シナリオ面では、百貨店という舞台にネガティブな印象を与えないよう、事件性のあるわかりやすい恐怖描写はあえて避け、「リミナルスペース」という、どこかで見たことがあるような既視感を伴う空間の概念を取り入れたとも話す。百貨店が来店客にとって晴れの場であり、思い出の詰まった場所であることも踏まえ、懐かしさと不気味さを両立させることにこだわったという。大丸松坂屋百貨店側からは、血など過激な表現を避けてほしいという要望があった一方で、キラキラした百貨店の「裏側」を覗くような感覚を出すため、婦人服売り場をあえて現代的でない時代設定にするなど、異世界感の演出を工夫したとしている。ジャンプスケア(驚かせる演出)が苦手な体験者が増えている状況を踏まえ、驚かせる演出は控えめにとどめたことも明かした。企画自体は約1年前から進んでいたが、シナリオが本格的に固まってからの制作期間は3~4カ月だったという。

濱田 瑠衣さん(株式会社闇 ディレクター)
4. まとめ
「迷界デパート」の面白さは、百貨店という商業空間そのものをコンテンツの舞台にしてしまった発想にある。大丸松坂屋百貨店にとっては非日常体験を提供してきた百貨店の歴史をXRで更新する試みであり、日本XRセンターにとっては単体型ヘッドセットによるロケーション型XRの進化を体現する場、闇にとっては百貨店という制約の中でホラー表現のさじ加減を突き詰める挑戦——それぞれの立場から見え方が変わるのも、この企画の面白いところだ。

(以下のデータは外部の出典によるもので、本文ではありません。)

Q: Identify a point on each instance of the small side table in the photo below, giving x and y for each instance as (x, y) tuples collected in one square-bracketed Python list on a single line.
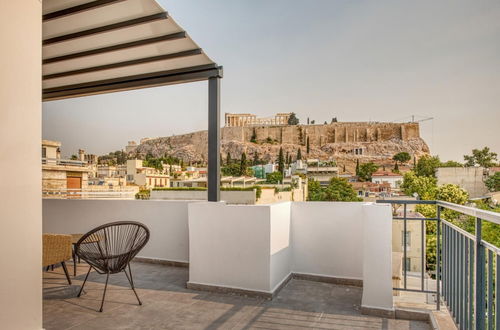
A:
[(74, 239)]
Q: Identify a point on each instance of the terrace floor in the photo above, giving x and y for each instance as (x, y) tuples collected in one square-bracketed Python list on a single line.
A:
[(167, 304)]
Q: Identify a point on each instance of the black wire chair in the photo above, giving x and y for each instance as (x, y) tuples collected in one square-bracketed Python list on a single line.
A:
[(109, 249)]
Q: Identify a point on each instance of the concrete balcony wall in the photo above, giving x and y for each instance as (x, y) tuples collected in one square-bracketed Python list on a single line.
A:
[(167, 221), (253, 247), (328, 239)]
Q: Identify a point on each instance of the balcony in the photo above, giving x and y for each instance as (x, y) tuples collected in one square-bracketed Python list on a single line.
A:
[(212, 265)]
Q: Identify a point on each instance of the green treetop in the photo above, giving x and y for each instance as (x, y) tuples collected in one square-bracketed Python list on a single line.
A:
[(483, 157)]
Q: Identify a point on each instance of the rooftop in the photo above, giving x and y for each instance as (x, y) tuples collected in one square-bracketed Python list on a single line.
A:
[(168, 304)]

内覧会のコメントを見ても、VRやXR体験自体が初めてという参加者が多かったにもかかわらず、「自由に歩ける」操作感の新鮮さや、音・映像のディテールが生む没入感には共通して驚きの声が上がっていた。普段づかいしている百貨店という入りやすい場所で非日常が味わえる、という体験のハードルの低さも見逃せないポイント。大丸グループ内外の商業施設への展開可能性にも前向きな言及があっただけに、遊休スペース活用やロケーション型XRの事例として、今後の展開にも注目したい。

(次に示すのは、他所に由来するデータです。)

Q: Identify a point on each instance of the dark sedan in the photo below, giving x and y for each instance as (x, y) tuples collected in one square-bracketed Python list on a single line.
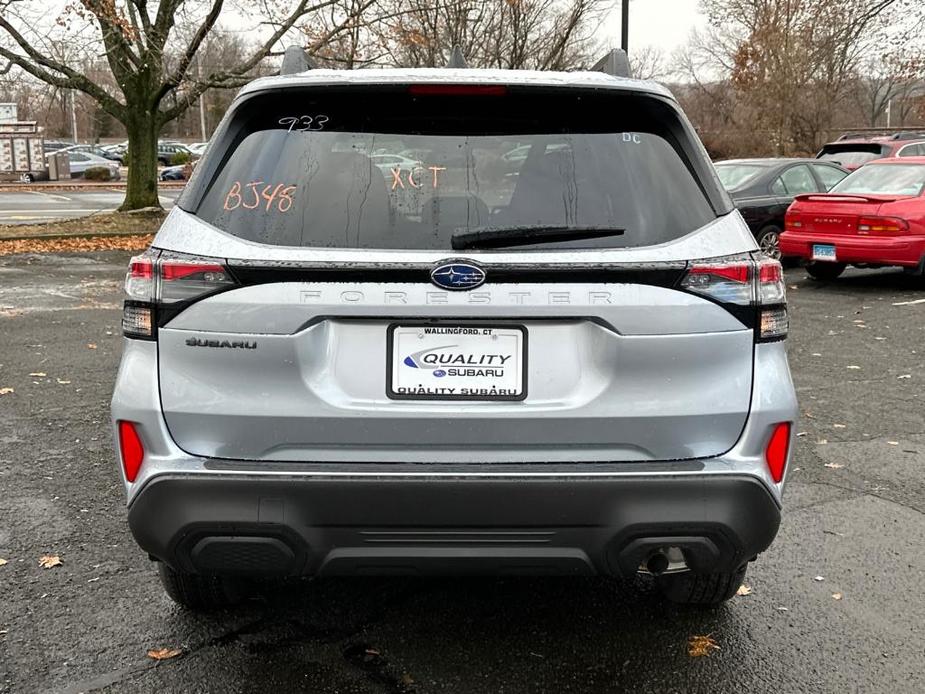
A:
[(763, 189)]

「「迷界デパート~終わらない記憶が彷徨う、無限の百貨店迷宮~」開催概要
- 会期:2026年7月16日(木)~8月11日(火・祝)
- 会場:大丸東京店 11階催事場
- 営業時間:10時~20時(最終入場19時45分)
- 体験料:2,000円(税込) *チケットサイト
- 体験時間:約20分(説明・準備を含む。プレー時間は約10分)
- 同時体験人数:最大4名(1グループ)
- 年齢制限:7歳未満は入場不可。13歳未満は18歳以上の保護者の同伴が必要
- 企画・制作:株式会社大丸松坂屋百貨店、株式会社闇、株式会社日本XRセンター(ストーリー制作は株式会社闇が担当)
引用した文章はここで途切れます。